Everything/Nothing/Someone is unyielding and unforgiving: not of it's characters, but of the reader. Carriere is brutally honest about her experiences, and this book is not going to be for everyone. There will be some for whom this hits too close to home. There are descriptions (sometimes 'graphic', whatever that might mean) of self-harm, abuse, 'body horror', and mental illness. It is a really, really tough read, and there should be no judgement about feeling that this is not for you. Equally, I think there will be a group of people who should read this, for whatever reason, who will see Carriere's honesty as a reason to shy away. Particularly, the depictions of the American medical complex are devastating. I can't remember the exact wording, but one section refers to her increasing list of diagnoses - diagnoses which happen to have the same symptoms as the side effects of the medication she is on, yet result in further medications themselves. Carriere also explores and examines the devastation that medical professionals can have, even when their intentions might be as good as possible.

Something really striking about this book is that Carriere writes with so much love and respect. Her experiences, particularly with her parents, are often not positive, and that is clear. Yet throughout it all she writes in a way that is fair and avoids being overly inflammatory. She touches on her mother's "recovered" memories, and talks a little about the wider contexts of the time, but does not take away from the trauma her mother uncovered. Similarly, when Carriere goes to meet with her father, it is not just to talk, but also to listen.

Just as I find it difficult to write any account of the content of memoirs, I also find them difficult to critique. There were parts of the narrative that I wish had been further explored. Although the beginning talks a lot about Carriere's use of self-harm, and alludes to this continuing, it features less heavily later on.

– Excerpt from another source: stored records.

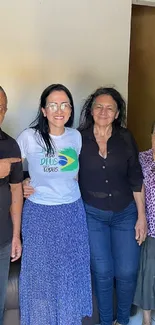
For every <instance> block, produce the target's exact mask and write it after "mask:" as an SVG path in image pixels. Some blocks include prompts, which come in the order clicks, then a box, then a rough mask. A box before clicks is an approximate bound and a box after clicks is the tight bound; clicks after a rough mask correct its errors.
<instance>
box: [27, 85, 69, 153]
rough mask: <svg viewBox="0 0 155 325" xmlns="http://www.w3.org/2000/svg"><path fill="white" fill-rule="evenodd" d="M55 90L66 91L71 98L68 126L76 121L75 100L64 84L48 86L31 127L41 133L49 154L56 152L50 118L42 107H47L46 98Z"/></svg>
mask: <svg viewBox="0 0 155 325" xmlns="http://www.w3.org/2000/svg"><path fill="white" fill-rule="evenodd" d="M53 91H64V92H65V93H66V95H67V96H68V98H69V101H70V104H71V115H70V118H69V120H68V121H67V122H66V124H65V126H66V127H72V125H73V122H74V102H73V97H72V95H71V93H70V91H69V90H68V88H66V87H65V86H64V85H62V84H53V85H50V86H48V87H47V88H46V89H45V90H44V91H43V93H42V95H41V97H40V104H39V109H38V113H37V116H36V118H35V120H34V121H33V122H32V123H31V125H30V127H31V128H33V129H35V130H36V133H37V132H38V133H39V135H40V136H41V140H43V141H42V142H43V143H44V146H45V148H46V150H47V154H51V153H52V154H54V152H55V147H54V143H53V142H52V140H51V138H50V135H49V131H50V130H49V125H48V120H47V117H44V115H43V112H42V107H43V108H45V106H46V99H47V97H48V96H49V95H50V94H51V93H52V92H53Z"/></svg>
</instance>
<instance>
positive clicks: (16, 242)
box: [11, 236, 22, 262]
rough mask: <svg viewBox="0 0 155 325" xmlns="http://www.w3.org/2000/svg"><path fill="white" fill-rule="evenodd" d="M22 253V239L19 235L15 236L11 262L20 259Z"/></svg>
mask: <svg viewBox="0 0 155 325" xmlns="http://www.w3.org/2000/svg"><path fill="white" fill-rule="evenodd" d="M21 254H22V246H21V240H20V238H19V237H16V236H13V239H12V249H11V262H14V261H16V260H18V259H19V258H20V257H21Z"/></svg>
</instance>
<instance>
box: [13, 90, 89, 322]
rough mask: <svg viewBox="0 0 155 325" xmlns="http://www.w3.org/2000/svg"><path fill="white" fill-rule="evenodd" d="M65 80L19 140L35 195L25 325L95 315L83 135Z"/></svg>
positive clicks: (27, 213) (24, 279) (43, 100)
mask: <svg viewBox="0 0 155 325" xmlns="http://www.w3.org/2000/svg"><path fill="white" fill-rule="evenodd" d="M73 120H74V103H73V98H72V95H71V93H70V91H69V90H68V89H67V88H66V87H65V86H63V85H61V84H53V85H51V86H49V87H47V88H46V89H45V90H44V91H43V93H42V95H41V98H40V106H39V111H38V115H37V117H36V119H35V121H34V122H33V123H32V124H31V126H30V128H28V129H26V130H24V131H23V132H22V133H21V134H20V136H19V137H18V139H17V141H18V144H19V146H20V149H21V153H22V158H23V159H26V160H27V162H28V171H29V174H30V178H31V182H30V185H31V187H33V189H34V191H33V193H32V194H31V195H30V196H29V197H28V199H27V200H26V201H25V205H24V210H23V222H22V238H23V255H22V266H21V273H20V286H19V291H20V310H21V325H61V324H62V325H80V324H81V321H82V318H83V317H84V316H86V315H87V316H91V314H92V297H91V280H90V257H89V245H88V233H87V224H86V216H85V210H84V206H83V203H82V200H81V194H80V190H79V185H78V181H77V174H78V169H79V163H78V156H79V154H80V151H81V143H82V141H81V135H80V133H79V132H78V131H77V130H75V129H72V128H71V126H72V124H73Z"/></svg>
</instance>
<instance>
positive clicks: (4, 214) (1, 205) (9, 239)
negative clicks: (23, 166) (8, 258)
mask: <svg viewBox="0 0 155 325" xmlns="http://www.w3.org/2000/svg"><path fill="white" fill-rule="evenodd" d="M2 158H21V154H20V149H19V147H18V144H17V142H16V141H15V140H14V139H13V138H11V137H10V136H9V135H7V134H6V133H4V132H3V131H2V130H1V129H0V159H2ZM22 179H23V171H22V163H21V162H19V163H15V164H12V165H11V171H10V174H9V175H8V176H7V177H5V178H1V179H0V246H4V245H6V244H7V243H9V242H11V239H12V221H11V216H10V206H11V191H10V184H17V183H20V182H22Z"/></svg>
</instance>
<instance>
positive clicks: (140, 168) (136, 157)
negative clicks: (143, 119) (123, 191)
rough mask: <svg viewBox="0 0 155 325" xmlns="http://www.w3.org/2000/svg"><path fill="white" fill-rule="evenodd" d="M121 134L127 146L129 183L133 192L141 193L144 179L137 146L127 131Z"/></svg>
mask: <svg viewBox="0 0 155 325" xmlns="http://www.w3.org/2000/svg"><path fill="white" fill-rule="evenodd" d="M123 133H124V134H123V137H124V140H125V142H126V145H127V147H126V148H127V159H128V179H129V183H130V186H131V189H132V191H133V192H141V189H142V184H143V178H144V177H143V172H142V168H141V165H140V162H139V151H138V146H137V143H136V141H135V139H134V137H133V136H132V134H131V133H130V131H129V130H127V129H126V130H125V132H123Z"/></svg>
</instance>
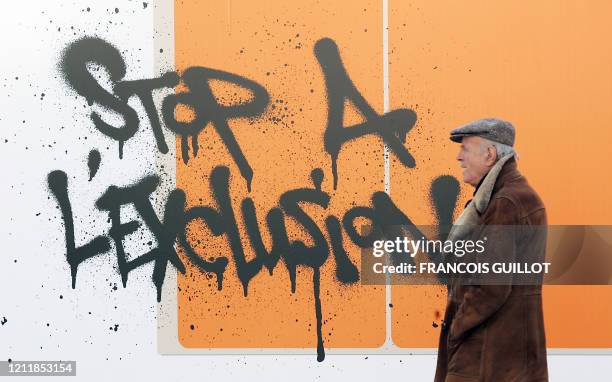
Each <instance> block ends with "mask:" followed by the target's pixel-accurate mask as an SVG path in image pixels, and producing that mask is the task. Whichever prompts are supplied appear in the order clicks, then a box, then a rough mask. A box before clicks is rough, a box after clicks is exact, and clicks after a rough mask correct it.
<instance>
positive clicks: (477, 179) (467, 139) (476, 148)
mask: <svg viewBox="0 0 612 382" xmlns="http://www.w3.org/2000/svg"><path fill="white" fill-rule="evenodd" d="M492 150H493V152H492ZM491 155H493V160H491ZM457 160H458V161H459V163H460V165H461V168H463V181H464V182H465V183H467V184H470V185H472V186H474V187H476V186H477V185H478V182H480V180H481V179H482V177H484V176H485V175H486V174H487V172H489V169H491V167H492V166H493V163H494V162H495V149H494V148H492V147H491V146H490V145H487V144H486V142H485V140H484V139H482V138H481V137H477V136H473V137H464V138H463V139H462V140H461V148H460V149H459V153H458V154H457Z"/></svg>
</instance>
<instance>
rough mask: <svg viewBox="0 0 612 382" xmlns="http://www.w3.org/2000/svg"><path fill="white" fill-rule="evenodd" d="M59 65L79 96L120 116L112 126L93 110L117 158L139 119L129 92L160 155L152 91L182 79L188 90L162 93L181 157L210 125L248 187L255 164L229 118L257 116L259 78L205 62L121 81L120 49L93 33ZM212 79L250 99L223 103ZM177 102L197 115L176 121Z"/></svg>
mask: <svg viewBox="0 0 612 382" xmlns="http://www.w3.org/2000/svg"><path fill="white" fill-rule="evenodd" d="M90 63H94V64H97V65H99V66H101V67H103V68H105V69H106V70H107V71H108V73H109V76H110V80H111V82H112V85H113V91H114V94H113V93H110V92H108V91H107V90H106V89H104V88H103V87H102V86H101V85H100V84H99V83H98V82H97V80H96V79H95V78H94V76H93V75H92V74H91V73H90V71H89V69H88V64H90ZM60 67H61V70H62V72H63V75H64V77H65V79H66V81H67V82H68V84H69V85H70V86H71V87H72V88H73V89H74V90H75V91H76V92H77V93H78V94H79V95H81V96H83V97H85V98H86V99H87V101H88V103H89V104H90V105H93V103H94V102H95V103H97V104H99V105H102V106H104V107H106V108H107V109H110V110H112V111H115V112H116V113H118V114H120V115H121V116H122V117H123V119H124V124H123V125H122V126H119V127H116V126H112V125H109V124H108V123H106V122H104V121H103V120H102V117H101V116H100V115H99V114H98V113H96V112H92V113H91V119H92V121H93V122H94V126H95V127H96V129H98V130H99V131H100V132H102V133H103V134H104V135H106V136H108V137H110V138H111V139H113V140H115V141H117V142H118V143H119V157H120V158H122V157H123V147H124V143H125V142H126V141H127V140H128V139H130V138H131V137H132V136H134V134H135V133H136V131H138V127H139V123H140V121H139V118H138V115H137V113H136V111H135V110H134V109H133V108H132V107H130V106H129V105H128V99H129V98H130V97H131V96H137V97H138V98H139V99H140V101H141V102H142V104H143V106H144V109H145V111H146V114H147V117H148V119H149V122H150V124H151V129H152V131H153V135H154V137H155V140H156V142H157V148H158V149H159V151H160V152H162V153H164V154H165V153H167V152H168V151H169V150H168V145H167V143H166V141H165V137H164V133H163V130H162V127H161V122H160V120H159V116H158V111H157V108H156V106H155V104H154V102H153V91H155V90H157V89H162V88H172V87H174V86H176V85H178V84H179V81H181V80H182V81H183V83H184V85H185V86H186V87H187V89H188V91H184V92H179V93H176V94H170V95H168V96H167V97H165V98H164V100H163V102H162V107H161V109H162V110H161V111H162V117H163V121H164V124H165V126H166V127H167V128H168V129H169V130H170V131H172V132H173V133H175V134H177V135H178V136H180V137H181V155H182V158H183V161H184V162H185V163H187V162H188V160H189V140H191V149H192V153H193V156H194V157H195V156H197V154H198V135H199V134H200V132H201V131H202V130H203V129H204V128H205V127H206V126H207V125H209V124H211V125H212V126H213V128H214V129H215V130H216V131H217V133H218V134H219V136H220V137H221V139H222V141H223V143H224V144H225V146H226V148H227V150H228V151H229V153H230V155H231V156H232V158H233V160H234V162H235V163H236V165H237V166H238V169H239V170H240V173H241V174H242V176H243V177H244V178H245V180H246V181H247V187H248V188H249V189H250V184H251V180H252V178H253V169H252V168H251V166H250V165H249V163H248V161H247V160H246V157H245V156H244V154H243V152H242V149H241V148H240V145H239V144H238V142H237V140H236V137H235V136H234V133H233V132H232V130H231V129H230V127H229V123H228V122H229V121H230V120H232V119H236V118H253V117H257V116H259V115H261V114H262V113H263V111H264V110H265V108H266V107H267V105H268V102H269V95H268V92H267V91H266V89H265V88H263V87H262V86H261V85H259V84H258V83H256V82H254V81H251V80H249V79H247V78H244V77H241V76H239V75H236V74H232V73H228V72H224V71H221V70H215V69H209V68H203V67H192V68H189V69H187V70H186V71H185V72H184V73H183V75H182V77H181V76H179V74H178V73H176V72H167V73H165V74H163V75H162V76H160V77H157V78H151V79H141V80H133V81H127V80H123V78H124V77H125V74H126V65H125V61H124V60H123V57H122V56H121V53H120V52H119V50H118V49H117V48H115V47H114V46H113V45H111V44H109V43H108V42H106V41H104V40H102V39H99V38H92V37H87V38H83V39H81V40H78V41H76V42H74V43H72V44H71V45H70V46H68V48H67V49H66V50H65V51H64V54H63V56H62V60H61V64H60ZM211 81H221V82H224V83H227V84H232V85H236V86H238V87H240V88H242V89H245V90H247V91H249V92H250V93H251V94H252V99H251V100H249V101H247V102H244V103H238V104H233V105H230V106H224V105H221V104H220V103H219V102H218V101H217V99H216V98H215V96H214V94H213V92H212V89H211V85H210V82H211ZM178 105H183V106H185V107H187V108H189V109H190V110H191V111H193V113H194V114H195V117H194V118H193V119H192V120H191V121H188V122H185V121H179V120H177V118H176V116H175V111H176V107H177V106H178Z"/></svg>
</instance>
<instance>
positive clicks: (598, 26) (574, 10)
mask: <svg viewBox="0 0 612 382" xmlns="http://www.w3.org/2000/svg"><path fill="white" fill-rule="evenodd" d="M389 3H390V5H389V6H390V10H389V25H390V30H389V51H390V59H389V61H390V69H389V73H390V74H389V83H390V105H391V108H397V107H410V108H412V109H414V110H415V111H416V112H417V116H418V121H417V126H416V127H415V128H414V129H413V131H411V132H410V133H409V135H408V143H407V145H408V146H409V147H410V148H411V149H412V152H413V154H414V156H415V158H416V162H417V166H416V168H414V169H408V168H405V167H403V166H401V165H399V164H397V163H396V162H392V167H391V179H392V186H391V196H392V197H393V199H394V200H396V201H398V203H399V206H400V208H401V209H402V210H403V211H404V212H406V213H407V214H409V215H410V216H411V217H412V219H413V220H414V221H415V222H416V223H417V224H421V225H425V224H435V219H434V216H433V214H432V212H431V209H432V207H431V202H430V201H429V187H430V184H431V182H432V180H433V179H434V178H435V177H436V176H439V175H442V174H451V175H454V176H455V177H456V178H457V179H460V171H459V166H458V165H457V162H456V161H455V159H454V158H455V155H456V154H457V147H456V146H455V145H454V144H453V143H452V142H450V141H449V140H448V136H449V131H450V129H452V128H453V127H457V126H459V125H462V124H464V123H467V122H469V121H471V120H474V119H478V118H483V117H500V118H504V119H507V120H510V121H512V122H513V123H514V125H515V127H516V129H517V144H516V147H517V151H518V152H519V153H520V161H519V168H520V170H521V171H522V172H523V174H525V176H526V177H527V179H528V180H529V182H530V183H531V184H532V185H533V186H534V188H535V189H536V190H537V191H538V192H539V194H540V196H541V197H542V198H543V200H544V202H545V204H546V206H547V210H548V217H549V223H550V224H610V223H612V202H611V200H610V197H609V196H610V194H611V191H612V177H610V176H609V170H608V162H609V144H610V140H611V138H612V130H611V129H610V125H612V108H611V107H610V105H612V70H611V69H610V68H612V50H611V49H608V48H607V46H608V45H609V41H608V40H609V38H608V36H610V35H611V34H612V25H611V24H610V22H609V15H610V14H612V3H610V2H608V1H589V2H583V1H561V2H560V1H552V0H551V1H538V2H531V3H529V5H528V6H526V4H524V3H521V2H516V1H496V2H490V1H484V0H482V1H470V2H453V1H442V2H437V1H411V2H402V1H390V2H389ZM470 194H471V190H470V189H468V188H467V187H464V188H463V192H462V194H461V198H460V200H459V202H458V206H460V207H461V208H462V206H463V205H464V203H465V201H466V200H467V198H468V197H469V195H470ZM461 208H458V209H457V210H456V213H458V212H459V211H460V209H461ZM611 298H612V289H611V288H609V287H573V286H560V287H545V295H544V304H545V320H546V328H547V338H548V345H549V346H553V347H601V346H607V347H612V340H611V338H612V326H610V325H609V323H610V322H611V321H612V311H611V310H610V309H609V308H603V307H602V306H603V305H606V306H607V305H609V304H608V302H609V301H610V300H611ZM392 301H393V320H392V321H393V327H392V331H393V340H394V341H395V343H396V344H398V345H399V346H402V347H437V337H438V335H439V327H438V328H437V329H435V328H432V326H433V325H432V321H433V320H434V319H435V317H436V311H439V310H440V309H442V312H443V307H444V304H445V293H444V292H443V291H441V290H440V288H436V287H429V288H427V287H424V288H421V287H419V288H415V287H406V286H395V287H393V288H392ZM568 306H571V307H572V308H571V309H570V308H568ZM577 306H579V307H580V308H579V309H577V308H574V307H577ZM438 324H439V321H438ZM572 331H573V332H572Z"/></svg>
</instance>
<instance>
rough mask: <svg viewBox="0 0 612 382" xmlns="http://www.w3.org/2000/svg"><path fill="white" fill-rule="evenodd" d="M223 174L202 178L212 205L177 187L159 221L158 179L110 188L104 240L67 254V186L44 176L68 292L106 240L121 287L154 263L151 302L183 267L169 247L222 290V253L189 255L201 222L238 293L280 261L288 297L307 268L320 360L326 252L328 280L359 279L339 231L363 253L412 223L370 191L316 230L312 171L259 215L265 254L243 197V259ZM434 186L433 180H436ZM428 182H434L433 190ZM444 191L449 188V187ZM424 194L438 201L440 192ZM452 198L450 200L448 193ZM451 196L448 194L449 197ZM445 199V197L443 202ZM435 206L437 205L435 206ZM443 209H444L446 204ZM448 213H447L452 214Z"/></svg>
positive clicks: (405, 217) (323, 192)
mask: <svg viewBox="0 0 612 382" xmlns="http://www.w3.org/2000/svg"><path fill="white" fill-rule="evenodd" d="M229 178H230V172H229V169H228V168H227V167H224V166H218V167H215V168H214V169H213V171H212V173H211V176H210V187H211V190H212V195H213V199H214V202H215V206H202V205H197V206H193V207H190V208H188V209H186V202H185V200H186V197H185V193H184V192H183V191H182V190H180V189H175V190H173V191H172V192H171V193H170V194H169V196H168V199H167V200H166V203H165V207H164V214H163V219H162V220H160V219H159V218H158V216H157V215H156V213H155V211H154V208H153V206H152V204H151V201H150V197H151V194H152V193H153V192H155V190H156V189H157V187H158V185H159V177H158V176H156V175H151V176H147V177H145V178H143V179H141V180H140V181H138V182H136V183H135V184H134V185H130V186H126V187H117V186H110V187H108V188H107V189H106V191H105V192H104V193H103V194H102V196H100V198H99V199H98V200H97V201H96V203H95V205H96V208H98V209H99V210H101V211H106V212H107V213H108V214H109V219H110V223H111V226H110V228H109V230H108V233H107V235H100V236H98V237H96V238H95V239H93V240H92V241H91V242H89V243H88V244H86V245H84V246H82V247H79V248H75V238H74V223H73V216H72V208H71V202H70V198H69V195H68V181H67V176H66V174H65V173H64V172H62V171H60V170H56V171H53V172H51V173H50V174H49V175H48V185H49V189H50V191H51V193H52V194H53V195H54V196H55V198H56V200H57V202H58V204H59V207H60V210H61V212H62V218H63V221H64V225H65V231H66V233H65V235H66V258H67V260H68V263H69V264H70V267H71V276H72V287H73V288H75V287H76V276H77V269H78V266H79V264H81V263H82V262H84V261H85V260H87V259H89V258H91V257H94V256H97V255H102V254H104V253H105V252H108V251H109V250H110V240H111V239H112V240H113V241H114V243H115V250H116V257H117V264H118V269H119V273H120V274H121V279H122V282H123V286H124V287H126V286H127V281H128V275H129V273H130V272H131V271H133V270H134V269H136V268H138V267H140V266H142V265H144V264H147V263H149V262H154V269H153V275H152V280H153V284H154V285H155V287H156V290H157V300H158V301H160V300H161V292H162V287H163V283H164V278H165V274H166V269H167V266H168V263H170V264H172V265H173V266H174V268H176V269H177V270H178V271H179V272H181V273H183V274H184V273H185V265H184V264H183V262H182V261H181V259H180V258H179V256H178V254H177V252H176V250H175V248H174V247H175V244H176V243H180V246H181V247H182V248H183V250H184V252H185V255H186V257H187V258H188V259H189V261H191V262H192V263H193V265H195V266H196V267H197V268H198V269H200V270H201V271H202V272H204V273H214V274H215V275H216V277H217V283H218V288H219V289H221V288H222V287H223V275H224V273H225V270H226V267H227V264H228V262H229V259H228V258H227V257H226V256H224V255H222V254H209V253H207V254H201V253H197V251H196V250H195V249H194V247H193V245H192V243H193V241H194V240H201V239H199V238H194V237H190V236H189V235H188V229H187V227H188V226H189V225H190V224H196V223H203V224H204V225H205V226H206V227H207V228H208V229H209V230H210V232H211V233H212V235H214V236H221V235H225V238H226V239H227V241H228V242H229V246H230V249H231V254H232V260H233V262H234V264H235V266H236V270H237V274H238V278H239V280H240V282H241V283H242V286H243V289H244V295H245V296H246V295H247V294H248V286H249V281H250V280H251V279H252V278H253V277H255V276H256V275H257V274H258V273H259V272H261V271H262V270H263V268H264V267H266V268H267V269H268V271H269V273H270V274H272V272H273V270H274V269H275V267H276V266H277V264H278V262H279V261H280V260H281V259H282V261H283V262H284V264H285V266H286V268H287V270H288V272H289V275H290V279H291V286H290V287H291V291H292V292H295V290H296V269H297V267H301V266H303V267H307V268H312V269H313V293H314V298H315V313H316V319H317V344H318V345H317V348H318V358H319V359H320V360H322V359H323V358H324V351H323V339H322V335H321V325H322V324H321V320H322V311H321V302H320V296H319V294H320V271H319V270H320V268H321V266H323V265H324V264H325V262H326V261H327V260H328V258H329V255H330V251H331V252H332V253H333V259H334V262H335V265H336V278H337V280H338V281H339V282H341V283H344V284H349V283H355V282H357V281H359V271H358V269H357V267H356V266H355V264H354V263H353V262H352V261H351V259H350V258H349V257H348V254H347V252H346V250H345V249H344V246H343V240H342V230H343V229H344V231H345V232H346V233H347V235H348V237H349V238H350V240H351V241H352V242H353V243H354V244H356V245H357V246H359V247H361V248H370V247H371V246H372V242H373V241H374V240H377V239H378V238H380V237H382V235H385V234H388V233H389V232H391V230H392V227H395V226H397V225H399V224H402V225H405V226H409V227H413V228H414V229H416V227H415V226H414V224H413V223H412V221H411V220H410V219H409V218H408V217H407V216H406V215H405V214H404V213H403V212H402V211H400V209H399V208H397V207H396V206H395V204H394V203H393V201H392V200H391V198H390V197H389V195H387V194H386V193H384V192H375V193H374V194H373V195H372V198H371V206H355V207H352V208H351V209H349V210H348V211H347V212H346V213H345V215H344V216H343V218H342V220H341V221H342V224H341V223H340V220H339V219H338V218H337V217H335V216H333V215H329V216H328V217H327V218H326V219H325V227H324V229H325V230H326V231H327V235H328V236H329V238H330V239H329V240H330V242H331V243H328V241H327V238H326V236H325V234H324V229H322V228H321V227H319V226H318V225H317V223H316V222H315V221H314V219H313V218H312V217H311V216H309V215H308V214H307V213H306V212H305V211H304V207H303V206H304V205H314V206H318V207H319V208H320V209H322V210H325V209H327V207H328V204H329V201H330V196H329V194H328V193H327V192H325V191H323V190H322V189H321V182H322V180H323V172H322V171H321V170H320V169H315V170H313V171H312V174H311V180H312V183H313V186H312V187H304V188H298V189H293V190H289V191H286V192H285V193H283V194H282V195H281V196H280V199H279V202H278V206H276V207H274V208H272V209H270V210H269V211H268V213H267V215H266V226H267V229H268V231H269V233H270V237H271V238H272V244H271V249H270V250H268V249H267V248H266V246H265V245H264V244H263V240H262V237H261V228H260V227H259V223H258V219H257V211H256V208H255V205H254V202H253V200H252V199H251V198H245V199H244V200H243V201H242V203H241V214H242V219H243V222H244V224H245V227H246V232H247V235H248V238H249V241H250V245H251V247H252V248H253V250H254V252H255V257H254V258H253V259H252V260H250V261H247V260H246V258H245V254H244V248H243V247H242V244H241V243H242V241H241V237H240V232H239V227H238V222H237V219H236V212H235V211H234V209H233V206H232V203H231V194H230V187H229ZM436 182H439V181H436ZM436 182H434V184H436ZM451 190H452V187H451ZM432 192H434V193H436V194H437V196H436V198H439V197H440V196H441V195H439V192H440V190H439V189H438V188H435V189H433V190H432ZM451 196H452V195H451ZM455 198H456V195H455ZM451 200H452V198H451ZM438 204H439V203H438ZM127 205H133V206H134V208H135V209H136V211H137V212H138V214H139V215H140V218H141V220H142V222H140V221H137V220H132V221H129V222H122V221H121V217H120V209H121V207H122V206H127ZM448 207H449V208H450V205H449V206H448ZM435 209H436V211H437V215H438V217H439V218H440V217H443V218H444V219H448V210H446V209H444V208H440V206H439V205H435ZM453 209H454V208H453ZM286 218H292V219H294V220H295V221H296V222H297V223H298V224H299V225H300V226H301V227H302V228H303V231H304V232H306V234H307V235H308V236H310V239H311V240H310V241H311V242H312V243H313V244H312V245H310V246H308V245H306V244H305V243H304V241H301V240H292V239H291V238H290V237H289V234H288V233H287V228H286V226H285V219H286ZM358 218H365V219H367V220H369V222H370V225H371V227H372V229H371V230H370V231H369V232H368V233H367V234H365V235H362V234H361V233H359V232H358V227H357V226H356V224H355V221H356V219H358ZM142 223H144V225H145V226H146V227H147V228H148V229H149V230H150V231H151V232H152V233H153V235H154V237H155V239H156V241H157V244H158V245H157V247H156V248H154V249H152V250H150V251H149V252H147V253H146V254H144V255H141V256H139V257H137V258H135V259H133V260H130V261H128V260H127V258H126V253H125V250H124V243H123V242H124V240H125V239H126V236H127V235H129V234H130V233H132V232H134V231H135V230H137V229H138V228H139V227H140V226H141V224H142Z"/></svg>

A major event towards the end is precipitated by a crisis in her mental health, but it is never really explained whether this crisis eventually stabilises. Carriere's life was - in my reading - profoundly affected by the decisions of prescribers and therapists, and I wonder how she feels about these now. I personally would have liked to know more about all of these - but it's also not my memoir. It's not me baring my soul to the world. And that's something I think we need to remember more, when critiquing or discussing memoir or other such personal writings, that we are not entitled to the full story, just because someone chooses to share part of it.

Everything/Nothing/Someone does not have a pretty ending, by which I mean that it doesn't tie everything up with a bow. This is real life. I think this might be one of the greatest books I have ever read. 

Thank you, Alice.

(With thanks to NetGalley and the publisher for providing me with an eARC, in exchange for a fair and honest review).